Tanto isso é verdade que nem bem havia terminado o episódio de Itaipu e a luta
camponesa, ali iniciada, começa a se manifestar em outros espaços, no Paraná. Inspiradas
em movimentos que eclodiam no Rio Grande do Sul, as lideranças dos expropriados,
sempre apoiadas pela CPT, começam a discutir a situação de miséria dos posseiros,
pequenos arrendatários, bóias-frias e outros trabalhadores rurais do Oeste do Paraná.

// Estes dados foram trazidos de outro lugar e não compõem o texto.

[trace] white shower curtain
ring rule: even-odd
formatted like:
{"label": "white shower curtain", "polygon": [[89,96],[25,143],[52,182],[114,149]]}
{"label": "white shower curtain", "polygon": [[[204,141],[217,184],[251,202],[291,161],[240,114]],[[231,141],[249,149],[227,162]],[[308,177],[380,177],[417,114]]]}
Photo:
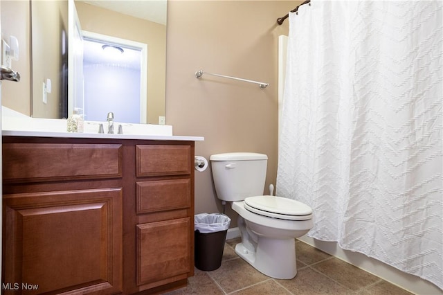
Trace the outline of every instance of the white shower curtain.
{"label": "white shower curtain", "polygon": [[289,15],[277,193],[308,235],[443,288],[442,2],[311,1]]}

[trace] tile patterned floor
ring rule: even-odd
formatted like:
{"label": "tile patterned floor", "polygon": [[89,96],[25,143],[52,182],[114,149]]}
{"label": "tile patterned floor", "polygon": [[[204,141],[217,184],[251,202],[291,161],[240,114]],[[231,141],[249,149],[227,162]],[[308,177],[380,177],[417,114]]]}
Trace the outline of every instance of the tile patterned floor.
{"label": "tile patterned floor", "polygon": [[212,271],[195,269],[188,287],[167,294],[410,294],[300,241],[296,242],[297,276],[292,280],[269,278],[235,254],[234,247],[239,242],[226,242],[220,268]]}

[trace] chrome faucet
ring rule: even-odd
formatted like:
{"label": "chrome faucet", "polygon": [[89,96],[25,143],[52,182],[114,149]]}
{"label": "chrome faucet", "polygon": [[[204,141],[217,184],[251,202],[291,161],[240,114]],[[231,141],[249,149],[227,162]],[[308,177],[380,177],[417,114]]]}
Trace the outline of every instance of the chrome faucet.
{"label": "chrome faucet", "polygon": [[109,111],[108,113],[108,118],[107,119],[108,121],[108,133],[114,134],[114,113]]}

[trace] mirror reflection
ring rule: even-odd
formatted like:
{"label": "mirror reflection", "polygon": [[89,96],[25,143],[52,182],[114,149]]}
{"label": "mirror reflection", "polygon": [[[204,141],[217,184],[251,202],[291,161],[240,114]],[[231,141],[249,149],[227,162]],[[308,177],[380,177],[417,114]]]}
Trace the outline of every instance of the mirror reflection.
{"label": "mirror reflection", "polygon": [[[78,66],[68,66],[68,55],[73,56],[69,44],[74,42],[67,1],[31,1],[32,116],[67,118],[77,107],[83,109],[89,120],[103,120],[113,111],[117,121],[158,124],[165,107],[166,0],[73,3],[84,37],[82,84],[72,77]],[[101,42],[101,53],[90,51],[88,42],[94,38]],[[104,47],[120,48],[124,53],[144,48],[145,57],[127,63],[103,60]],[[142,69],[136,69],[134,62]],[[110,75],[112,72],[120,76]],[[69,84],[75,84],[78,93],[84,91],[84,101],[73,102]],[[119,103],[132,105],[135,111]]]}

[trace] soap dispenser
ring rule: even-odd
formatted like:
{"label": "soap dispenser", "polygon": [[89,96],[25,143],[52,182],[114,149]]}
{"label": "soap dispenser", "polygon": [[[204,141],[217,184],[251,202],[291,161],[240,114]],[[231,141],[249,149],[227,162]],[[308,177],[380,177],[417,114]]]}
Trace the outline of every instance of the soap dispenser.
{"label": "soap dispenser", "polygon": [[78,109],[74,109],[68,118],[67,127],[68,132],[83,132],[83,116],[78,114]]}

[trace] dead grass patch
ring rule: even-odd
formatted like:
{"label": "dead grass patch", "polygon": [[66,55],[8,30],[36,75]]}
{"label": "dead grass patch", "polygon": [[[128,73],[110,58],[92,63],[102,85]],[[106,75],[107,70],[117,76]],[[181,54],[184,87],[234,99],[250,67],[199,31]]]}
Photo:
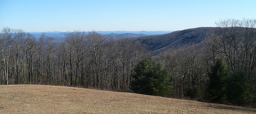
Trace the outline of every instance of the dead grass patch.
{"label": "dead grass patch", "polygon": [[256,113],[256,109],[129,93],[0,86],[0,113]]}

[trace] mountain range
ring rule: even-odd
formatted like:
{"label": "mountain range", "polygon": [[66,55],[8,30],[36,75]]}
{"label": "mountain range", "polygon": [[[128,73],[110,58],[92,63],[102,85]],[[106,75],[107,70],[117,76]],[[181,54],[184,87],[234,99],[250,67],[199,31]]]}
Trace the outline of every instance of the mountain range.
{"label": "mountain range", "polygon": [[[132,38],[139,37],[141,36],[146,36],[148,35],[158,35],[167,33],[169,33],[173,31],[97,31],[96,32],[102,35],[102,36],[106,38],[115,38],[116,37],[123,38]],[[30,32],[31,34],[34,34],[36,38],[38,38],[41,36],[42,33],[45,33],[46,36],[52,37],[54,38],[54,41],[56,42],[64,41],[65,35],[71,32]]]}

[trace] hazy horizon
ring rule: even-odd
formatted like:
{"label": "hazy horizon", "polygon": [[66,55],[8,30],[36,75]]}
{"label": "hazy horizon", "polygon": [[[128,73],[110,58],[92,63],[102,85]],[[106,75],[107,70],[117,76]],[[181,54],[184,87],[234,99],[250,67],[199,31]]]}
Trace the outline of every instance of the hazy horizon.
{"label": "hazy horizon", "polygon": [[253,18],[256,1],[0,1],[0,28],[27,32],[175,31]]}

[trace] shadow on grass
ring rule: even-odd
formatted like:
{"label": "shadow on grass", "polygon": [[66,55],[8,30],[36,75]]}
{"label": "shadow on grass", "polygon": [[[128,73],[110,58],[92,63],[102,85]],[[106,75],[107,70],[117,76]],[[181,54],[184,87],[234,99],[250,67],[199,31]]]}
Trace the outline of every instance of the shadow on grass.
{"label": "shadow on grass", "polygon": [[256,109],[243,107],[238,107],[238,106],[234,106],[230,105],[214,105],[212,106],[212,107],[215,108],[222,109],[241,110],[241,111],[252,111],[256,112]]}

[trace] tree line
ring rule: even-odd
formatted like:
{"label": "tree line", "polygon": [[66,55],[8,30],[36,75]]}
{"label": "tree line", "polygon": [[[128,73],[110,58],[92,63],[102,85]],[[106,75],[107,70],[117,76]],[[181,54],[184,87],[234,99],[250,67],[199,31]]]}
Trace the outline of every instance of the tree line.
{"label": "tree line", "polygon": [[36,39],[5,27],[0,35],[0,83],[80,86],[255,104],[255,19],[220,20],[203,41],[150,58],[151,51],[134,39],[74,31],[66,34],[64,42],[56,43],[45,33]]}
{"label": "tree line", "polygon": [[1,83],[127,90],[133,66],[144,53],[140,42],[106,40],[94,31],[67,34],[64,43],[53,40],[45,33],[36,39],[22,30],[4,28]]}

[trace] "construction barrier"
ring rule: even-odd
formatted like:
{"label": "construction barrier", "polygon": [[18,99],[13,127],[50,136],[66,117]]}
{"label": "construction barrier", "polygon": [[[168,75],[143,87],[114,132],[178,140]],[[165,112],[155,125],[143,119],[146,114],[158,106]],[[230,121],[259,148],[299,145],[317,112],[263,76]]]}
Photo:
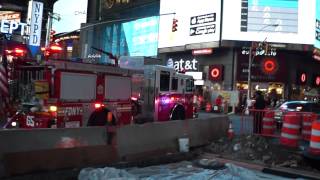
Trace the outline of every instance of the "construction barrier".
{"label": "construction barrier", "polygon": [[312,155],[320,155],[320,121],[312,123],[309,153]]}
{"label": "construction barrier", "polygon": [[272,135],[275,132],[275,120],[274,120],[274,112],[267,111],[264,113],[264,117],[262,119],[262,134],[263,135]]}
{"label": "construction barrier", "polygon": [[301,118],[299,113],[287,112],[283,118],[280,143],[288,147],[298,147]]}
{"label": "construction barrier", "polygon": [[302,113],[302,139],[309,141],[311,135],[311,125],[314,120],[317,119],[317,115],[314,113]]}
{"label": "construction barrier", "polygon": [[211,112],[212,111],[212,106],[210,103],[206,104],[206,112]]}
{"label": "construction barrier", "polygon": [[224,137],[228,122],[210,116],[113,128],[0,130],[0,178],[153,158],[176,152],[179,138],[199,147]]}

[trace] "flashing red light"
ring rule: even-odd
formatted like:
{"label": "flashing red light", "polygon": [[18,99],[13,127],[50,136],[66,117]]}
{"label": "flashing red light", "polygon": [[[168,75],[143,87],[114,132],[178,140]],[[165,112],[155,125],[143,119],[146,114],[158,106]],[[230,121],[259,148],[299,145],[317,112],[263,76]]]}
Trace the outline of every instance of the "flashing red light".
{"label": "flashing red light", "polygon": [[12,56],[17,56],[17,57],[24,56],[25,53],[26,53],[26,51],[21,48],[14,48],[12,50],[8,50],[8,49],[6,50],[6,54],[12,55]]}
{"label": "flashing red light", "polygon": [[102,108],[104,106],[104,104],[101,104],[101,103],[95,103],[94,104],[94,107],[96,108],[96,109],[100,109],[100,108]]}
{"label": "flashing red light", "polygon": [[307,75],[306,75],[306,73],[302,73],[301,74],[301,76],[300,76],[300,80],[301,80],[301,82],[306,82],[306,80],[307,80]]}
{"label": "flashing red light", "polygon": [[60,51],[62,51],[62,47],[59,45],[51,45],[50,50],[53,52],[60,52]]}

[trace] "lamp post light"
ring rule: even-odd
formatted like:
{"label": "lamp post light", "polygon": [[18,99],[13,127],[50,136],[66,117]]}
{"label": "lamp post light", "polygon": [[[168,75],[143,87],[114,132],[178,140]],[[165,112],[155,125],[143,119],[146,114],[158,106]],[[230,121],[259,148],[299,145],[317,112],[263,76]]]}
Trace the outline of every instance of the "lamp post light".
{"label": "lamp post light", "polygon": [[[272,27],[278,27],[279,24],[268,24],[263,26],[259,31],[261,32],[262,30],[264,30],[265,28],[272,26]],[[249,66],[248,66],[248,90],[247,90],[247,107],[246,107],[246,114],[249,114],[249,106],[251,106],[251,67],[252,67],[252,62],[256,56],[256,54],[253,54],[253,49],[255,48],[255,53],[257,51],[258,48],[261,47],[261,45],[263,45],[264,43],[266,43],[267,37],[264,39],[264,41],[262,43],[259,43],[258,47],[254,47],[253,44],[254,42],[251,42],[251,46],[249,48]]]}

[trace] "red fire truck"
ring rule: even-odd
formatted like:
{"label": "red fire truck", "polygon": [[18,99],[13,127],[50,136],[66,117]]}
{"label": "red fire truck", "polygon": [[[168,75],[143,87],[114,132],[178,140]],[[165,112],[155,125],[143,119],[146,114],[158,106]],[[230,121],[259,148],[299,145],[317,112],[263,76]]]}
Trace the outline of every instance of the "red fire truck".
{"label": "red fire truck", "polygon": [[19,65],[14,71],[16,94],[23,102],[33,103],[22,103],[26,111],[11,117],[11,125],[62,128],[129,124],[133,72],[61,60]]}
{"label": "red fire truck", "polygon": [[15,94],[25,110],[10,117],[13,127],[125,125],[187,119],[194,113],[192,77],[165,66],[139,71],[48,60],[16,66],[14,74]]}
{"label": "red fire truck", "polygon": [[[133,74],[133,89],[141,90],[140,114],[137,121],[168,121],[193,118],[193,77],[177,73],[173,68],[145,65],[143,74]],[[141,80],[142,79],[142,80]],[[140,88],[136,88],[136,86]]]}

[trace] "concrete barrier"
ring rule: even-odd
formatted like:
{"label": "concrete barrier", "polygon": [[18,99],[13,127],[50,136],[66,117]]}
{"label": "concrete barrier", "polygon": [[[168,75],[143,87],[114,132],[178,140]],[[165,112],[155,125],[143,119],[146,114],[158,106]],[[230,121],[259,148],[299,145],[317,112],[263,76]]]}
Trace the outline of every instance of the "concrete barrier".
{"label": "concrete barrier", "polygon": [[195,147],[226,135],[227,128],[227,116],[128,125],[116,129],[112,145],[105,127],[1,130],[0,177],[155,156],[177,151],[181,137]]}
{"label": "concrete barrier", "polygon": [[[106,140],[106,130],[101,127],[1,130],[0,177],[32,172],[37,168],[41,170],[50,170],[59,166],[66,168],[63,163],[67,163],[68,158],[69,161],[76,159],[69,155],[79,154],[77,147],[103,146],[107,144]],[[59,151],[66,148],[69,150],[65,154],[63,154],[64,151]],[[85,151],[92,152],[91,149],[85,148],[80,151],[83,153]],[[58,158],[58,154],[61,155],[60,158]],[[58,163],[59,159],[61,163]],[[81,160],[81,157],[78,159]],[[71,168],[72,166],[67,167]]]}
{"label": "concrete barrier", "polygon": [[[227,134],[228,117],[210,117],[166,123],[126,126],[117,131],[120,157],[157,150],[178,150],[178,139],[190,138],[190,147],[207,144]],[[182,127],[182,128],[181,128]]]}

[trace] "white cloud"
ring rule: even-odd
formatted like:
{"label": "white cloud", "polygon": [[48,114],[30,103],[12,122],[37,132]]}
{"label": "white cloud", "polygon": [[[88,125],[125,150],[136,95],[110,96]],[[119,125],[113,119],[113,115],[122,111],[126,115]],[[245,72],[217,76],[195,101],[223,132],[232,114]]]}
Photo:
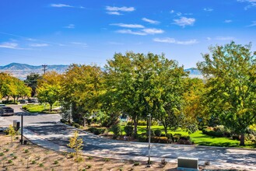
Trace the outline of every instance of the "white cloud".
{"label": "white cloud", "polygon": [[110,24],[111,26],[117,26],[121,27],[132,28],[132,29],[142,29],[144,28],[142,25],[140,24],[124,24],[124,23],[114,23]]}
{"label": "white cloud", "polygon": [[153,19],[147,19],[147,18],[142,18],[142,19],[143,21],[147,22],[147,23],[149,23],[151,24],[159,24],[160,23],[159,21],[153,20]]}
{"label": "white cloud", "polygon": [[47,47],[49,44],[30,44],[30,47]]}
{"label": "white cloud", "polygon": [[164,31],[160,29],[143,29],[143,32],[146,34],[160,34],[163,33]]}
{"label": "white cloud", "polygon": [[195,19],[181,17],[178,19],[174,19],[174,24],[182,27],[185,27],[186,26],[193,26],[195,22]]}
{"label": "white cloud", "polygon": [[119,33],[134,34],[134,35],[140,35],[140,36],[145,36],[145,35],[146,35],[146,33],[144,33],[144,32],[141,32],[141,31],[132,31],[131,30],[117,30],[117,33]]}
{"label": "white cloud", "polygon": [[133,12],[135,10],[134,7],[116,7],[116,6],[106,6],[107,11],[111,11],[111,12]]}
{"label": "white cloud", "polygon": [[62,7],[74,8],[74,6],[66,5],[66,4],[51,4],[50,6],[57,7],[57,8],[62,8]]}
{"label": "white cloud", "polygon": [[155,42],[160,42],[160,43],[167,43],[167,44],[183,44],[183,45],[189,45],[189,44],[198,44],[198,41],[196,39],[192,39],[186,41],[181,41],[175,40],[174,38],[166,37],[163,39],[155,38],[153,39]]}
{"label": "white cloud", "polygon": [[82,47],[87,47],[87,44],[82,43],[82,42],[71,42],[71,44],[75,44],[75,45],[79,45]]}
{"label": "white cloud", "polygon": [[122,15],[119,12],[107,12],[107,13],[109,14],[109,15],[116,15],[116,16]]}
{"label": "white cloud", "polygon": [[224,23],[232,23],[232,20],[231,20],[231,19],[226,19],[226,20],[224,21]]}
{"label": "white cloud", "polygon": [[216,37],[216,40],[235,40],[233,37]]}
{"label": "white cloud", "polygon": [[248,4],[247,6],[244,7],[245,10],[247,10],[248,9],[251,7],[256,7],[256,0],[237,0],[239,2],[245,2]]}
{"label": "white cloud", "polygon": [[66,29],[75,29],[75,25],[74,24],[69,24],[68,26],[64,26],[64,28],[66,28]]}
{"label": "white cloud", "polygon": [[252,24],[247,26],[248,27],[250,27],[250,26],[256,26],[256,21],[252,21],[251,23],[252,23]]}
{"label": "white cloud", "polygon": [[0,44],[0,48],[18,49],[18,50],[24,49],[24,48],[19,47],[18,44],[12,43],[12,43],[3,42],[3,43]]}
{"label": "white cloud", "polygon": [[205,11],[205,12],[212,12],[212,11],[213,11],[213,9],[205,8],[205,9],[204,9],[204,11]]}

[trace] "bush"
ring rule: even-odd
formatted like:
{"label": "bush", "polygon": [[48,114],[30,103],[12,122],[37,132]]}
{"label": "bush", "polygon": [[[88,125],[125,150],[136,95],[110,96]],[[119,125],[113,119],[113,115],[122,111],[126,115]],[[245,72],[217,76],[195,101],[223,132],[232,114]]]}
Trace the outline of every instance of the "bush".
{"label": "bush", "polygon": [[233,135],[232,135],[232,139],[233,139],[233,140],[240,140],[239,134],[233,134]]}
{"label": "bush", "polygon": [[127,136],[132,136],[133,132],[133,127],[130,125],[127,125],[124,127],[124,132]]}
{"label": "bush", "polygon": [[160,130],[155,130],[154,134],[156,136],[160,137],[162,134],[162,131]]}
{"label": "bush", "polygon": [[170,143],[170,141],[167,137],[160,137],[159,142],[163,144],[169,144]]}
{"label": "bush", "polygon": [[149,141],[146,135],[139,135],[138,140],[140,142],[147,142]]}
{"label": "bush", "polygon": [[120,132],[121,131],[121,127],[120,124],[114,124],[112,126],[111,130],[114,132],[114,135],[117,137],[120,135]]}

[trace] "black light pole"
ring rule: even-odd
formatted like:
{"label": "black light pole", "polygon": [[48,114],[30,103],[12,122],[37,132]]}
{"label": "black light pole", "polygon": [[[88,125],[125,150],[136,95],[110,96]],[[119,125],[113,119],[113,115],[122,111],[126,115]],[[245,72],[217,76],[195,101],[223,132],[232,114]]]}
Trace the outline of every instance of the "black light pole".
{"label": "black light pole", "polygon": [[23,144],[23,114],[21,114],[21,138],[20,143]]}
{"label": "black light pole", "polygon": [[148,115],[149,117],[149,161],[147,167],[150,167],[150,136],[151,136],[151,114]]}

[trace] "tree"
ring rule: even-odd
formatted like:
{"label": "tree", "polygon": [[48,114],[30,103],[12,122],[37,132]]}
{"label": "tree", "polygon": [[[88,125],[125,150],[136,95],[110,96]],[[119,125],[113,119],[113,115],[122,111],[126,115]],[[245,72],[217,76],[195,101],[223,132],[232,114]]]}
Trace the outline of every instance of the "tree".
{"label": "tree", "polygon": [[16,134],[16,131],[14,127],[10,124],[5,132],[11,136],[12,142],[13,141],[13,137]]}
{"label": "tree", "polygon": [[203,55],[205,61],[197,64],[207,78],[208,112],[220,118],[223,124],[241,135],[255,123],[256,53],[251,44],[211,47],[211,54]]}
{"label": "tree", "polygon": [[81,155],[82,149],[82,139],[79,138],[79,132],[75,131],[74,135],[70,138],[69,144],[68,146],[75,150],[75,152],[72,152],[72,155],[75,157],[77,162],[81,161]]}
{"label": "tree", "polygon": [[61,79],[62,75],[56,72],[48,72],[38,82],[38,99],[40,102],[48,103],[51,111],[53,104],[60,99]]}
{"label": "tree", "polygon": [[32,89],[31,96],[34,96],[37,93],[37,82],[41,79],[42,76],[37,73],[30,73],[26,76],[26,79],[24,80],[24,82],[27,86]]}
{"label": "tree", "polygon": [[82,124],[100,111],[102,74],[100,67],[85,65],[72,65],[64,74],[61,100],[64,110],[71,109],[75,123]]}
{"label": "tree", "polygon": [[181,77],[185,76],[183,67],[177,67],[176,61],[152,53],[115,54],[105,69],[110,103],[112,108],[129,115],[135,134],[139,119],[146,119],[149,113],[154,118],[160,118],[160,113],[167,116],[163,103],[167,103],[168,96],[175,93],[174,87],[177,89]]}

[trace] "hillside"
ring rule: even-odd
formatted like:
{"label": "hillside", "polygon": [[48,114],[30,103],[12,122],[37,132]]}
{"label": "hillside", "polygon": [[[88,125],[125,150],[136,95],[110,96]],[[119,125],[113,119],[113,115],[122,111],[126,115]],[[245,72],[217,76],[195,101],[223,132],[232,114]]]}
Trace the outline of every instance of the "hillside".
{"label": "hillside", "polygon": [[[58,73],[64,72],[68,65],[47,65],[47,71],[55,71]],[[43,74],[43,67],[41,65],[33,66],[27,64],[11,63],[5,66],[0,66],[0,72],[11,73],[13,76],[19,79],[26,79],[26,75],[30,73]]]}
{"label": "hillside", "polygon": [[[63,73],[68,65],[47,65],[47,71],[55,71],[58,73]],[[30,73],[38,73],[43,74],[43,67],[41,65],[33,66],[27,64],[19,64],[19,63],[11,63],[5,66],[0,66],[0,72],[9,72],[13,76],[19,78],[19,79],[26,79],[26,75]],[[202,79],[201,72],[195,68],[185,69],[185,72],[189,72],[189,76],[191,78],[199,78]]]}

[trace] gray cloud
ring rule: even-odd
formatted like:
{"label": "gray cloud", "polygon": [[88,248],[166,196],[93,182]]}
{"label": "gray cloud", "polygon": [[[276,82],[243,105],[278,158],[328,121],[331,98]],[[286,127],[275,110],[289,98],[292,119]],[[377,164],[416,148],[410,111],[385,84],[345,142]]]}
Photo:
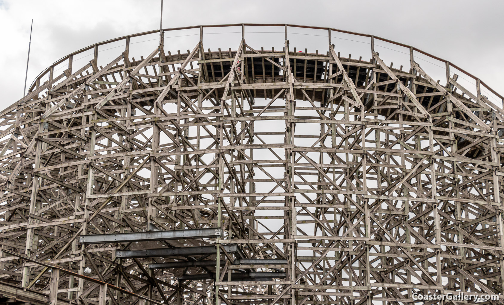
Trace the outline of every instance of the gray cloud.
{"label": "gray cloud", "polygon": [[[307,3],[298,0],[165,0],[163,27],[285,23],[371,34],[448,59],[504,94],[501,2],[321,0]],[[51,63],[71,52],[106,39],[157,28],[159,7],[159,0],[0,0],[0,26],[9,29],[0,34],[3,72],[0,75],[0,108],[22,96],[32,19],[29,83]],[[187,45],[181,51],[192,47]],[[367,53],[352,57],[360,55],[369,58]]]}

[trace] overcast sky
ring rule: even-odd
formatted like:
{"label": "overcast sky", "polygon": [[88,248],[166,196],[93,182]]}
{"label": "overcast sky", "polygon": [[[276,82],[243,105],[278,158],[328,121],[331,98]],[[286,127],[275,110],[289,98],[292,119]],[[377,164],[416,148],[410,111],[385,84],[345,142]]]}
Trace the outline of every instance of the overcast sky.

As
discussões, acompanhadas pelo cadastramento dos trabalhadores, levam, em 1981, a duas
decisões importantes, sob a ótica do entendimento de uma nova luta, bem mais ampla e
mais complexa do que simplesmente conquistar terra; a luta agora teria que ser pela
reforma agrária: a) a definição de um nome para o novo movimento que estava nascendo,
batizado como Movimento dos Agricultores Sem-Terra do Oeste do Paraná – MASTRO; b) a
centralização da luta para o assentamento dos trabalhadores cadastrados (mais de 6 mil, a
esta altura) em terras localizadas no próprio Estado.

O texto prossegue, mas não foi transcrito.